Classify and mark data traffic to accurately prioritize and segregate it (by access category)
throughout the network.

•

Minimize the network delay and jitter for latency sensitive traffic.

•

Ensure high priority traffic has a better likelihood of delivery in the event of network
congestion.

•

Prevent the ineffective utilization of access points degrading session quality by configuring
admission control mechanisms within each radio QoS policy.

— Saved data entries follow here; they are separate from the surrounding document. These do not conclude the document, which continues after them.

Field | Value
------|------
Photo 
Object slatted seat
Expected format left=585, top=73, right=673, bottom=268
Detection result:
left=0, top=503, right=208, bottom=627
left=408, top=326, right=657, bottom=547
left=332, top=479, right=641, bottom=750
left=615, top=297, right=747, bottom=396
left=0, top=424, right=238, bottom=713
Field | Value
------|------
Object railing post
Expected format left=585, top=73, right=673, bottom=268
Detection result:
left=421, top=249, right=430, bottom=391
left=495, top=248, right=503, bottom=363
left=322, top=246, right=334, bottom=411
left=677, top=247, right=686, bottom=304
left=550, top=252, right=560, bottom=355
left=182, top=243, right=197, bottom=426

Within a Brocade wireless network, wireless clients supporting low and high priority traffic contend
with one another for data resources. The IEEE 802.11e amendment has defined Enhanced
Distributed Channel Access (EDCA) mechanisms stating high priority traffic can access the network
sooner then lower priority traffic. The EDCA defines four traffic classes (or access categories); voice
(highest), video (next highest), best effort and background (lowest).The EDCA has defined a time
interval for each traffic class, known as the Transmit Opportunity (TXOP). The TXOP prevents traffic
of a higher priority from completely dominating the wireless medium, thus ensuring lower priority
traffic is still supported by connected radios.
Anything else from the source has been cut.